Film professors across America are confronting an alarming reality: students enrolled in cinema courses cannot complete feature-length movies.
Craig Erpelding, a film professor at the University of Wisconsin at Madison, described the shift.
“I used to think, If homework is watching a movie, that is the best homework ever,” he stated. “But students will not do it.”
Twenty film-studies professors nationwide reported similar experiences, per an explosive report from The Atlantic.
Over the past decade, particularly following the pandemic, students have demonstrated increasing difficulty maintaining attention through full-length films.
Malcolm Turvey, founding director of Tufts University’s Film and Media Studies Program, implemented an electronics ban during screenings.
Approximately half the class still sneaks glances at their devices, according to Turvey.
Akira Mizuta Lippit teaches cinema and media studies at the University of Southern California’s prestigious film program.
He compared his students to nicotine addicts experiencing withdrawal during screenings. Their fidgeting intensifies the longer phones remain untouched until they eventually surrender to distraction.

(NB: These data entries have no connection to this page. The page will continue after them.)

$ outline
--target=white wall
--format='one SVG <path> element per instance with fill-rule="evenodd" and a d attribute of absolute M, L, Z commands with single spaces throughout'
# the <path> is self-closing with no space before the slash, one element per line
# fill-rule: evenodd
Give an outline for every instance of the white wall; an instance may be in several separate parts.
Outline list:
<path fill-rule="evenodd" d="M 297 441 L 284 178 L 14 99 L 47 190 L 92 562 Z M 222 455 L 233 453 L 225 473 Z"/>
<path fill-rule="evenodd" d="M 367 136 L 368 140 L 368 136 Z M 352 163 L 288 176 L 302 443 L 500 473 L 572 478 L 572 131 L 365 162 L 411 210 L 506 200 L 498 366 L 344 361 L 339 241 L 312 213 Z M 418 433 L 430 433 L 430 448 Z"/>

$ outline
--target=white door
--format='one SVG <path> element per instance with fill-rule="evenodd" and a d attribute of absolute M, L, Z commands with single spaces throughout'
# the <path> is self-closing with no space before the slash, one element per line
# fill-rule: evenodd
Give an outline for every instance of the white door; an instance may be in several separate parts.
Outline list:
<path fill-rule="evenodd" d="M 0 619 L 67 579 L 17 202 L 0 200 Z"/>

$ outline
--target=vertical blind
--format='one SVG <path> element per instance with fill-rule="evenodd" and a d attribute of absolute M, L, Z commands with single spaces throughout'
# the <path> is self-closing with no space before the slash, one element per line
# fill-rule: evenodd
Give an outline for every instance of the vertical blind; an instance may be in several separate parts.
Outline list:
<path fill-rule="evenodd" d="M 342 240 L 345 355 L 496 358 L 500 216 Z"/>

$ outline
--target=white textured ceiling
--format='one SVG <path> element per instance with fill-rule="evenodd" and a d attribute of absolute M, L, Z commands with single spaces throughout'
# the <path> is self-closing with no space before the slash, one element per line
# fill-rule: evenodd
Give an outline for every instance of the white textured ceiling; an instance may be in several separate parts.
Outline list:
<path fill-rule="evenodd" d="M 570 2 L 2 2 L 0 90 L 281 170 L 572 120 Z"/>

Lippit recently screened Francis Ford Coppola’s 1974 masterpiece The Conversation. He instructed students that watching the essential final scene was mandatory, even if they missed other portions.
Multiple students stared at phones during that crucial moment. “You do have to just pay attention at the very end, and I just can’t get everybody to do that,” he told The Atlantic.
Interestingly, feature films students do watch now cater to shortened attention spans.
Matt Damon revealed on The Joe Rogan Experience that Netflix encourages filmmakers to place action sequences within the first five minutes. According to Damon, Netflix has also advised directors to have characters repeat plot details three or four times so multitasking audiences can follow along.
The Atlantic noted that some professors are fighting back.
Kyle Stine, a film and media-studies professor at Johns Hopkins, for example, is piloting a slow-cinema course featuring minimalist films with minimal narrative to help students redevelop extended attention.
Rick Warner, University of North Carolina’s film studies director, deliberately assigns slow-paced films.
“I try to teach films that put their habits of viewing under strain,” Warner explained.
“I’m trying to sell them on the idea that a film watched properly can actually help them retrain their perception and can teach them how to concentrate again.”
Other professors are adapting to student preferences. Some show shorter films or divide movies across multiple sessions.
Back in October, a Columbia University professor revealed yet another troubling trend affecting even the nation’s most prestigious colleges: incoming students are arriving unprepared to read complete books.
Nicholas Dames, who has taught Literature Humanities at Columbia University since 1998, told The Atlantic that he has witnessed a dramatic shift in student capabilities over the past decade.
The course, a required great-books curriculum at the Ivy League institution, has remained unchanged, but the students taking it have not.
According to Dames, today’s college students appear overwhelmed by reading assignments that previous generations handled routinely.
The professor noted that while students have historically struggled to complete all assigned readings, the current situation represents something fundamentally different.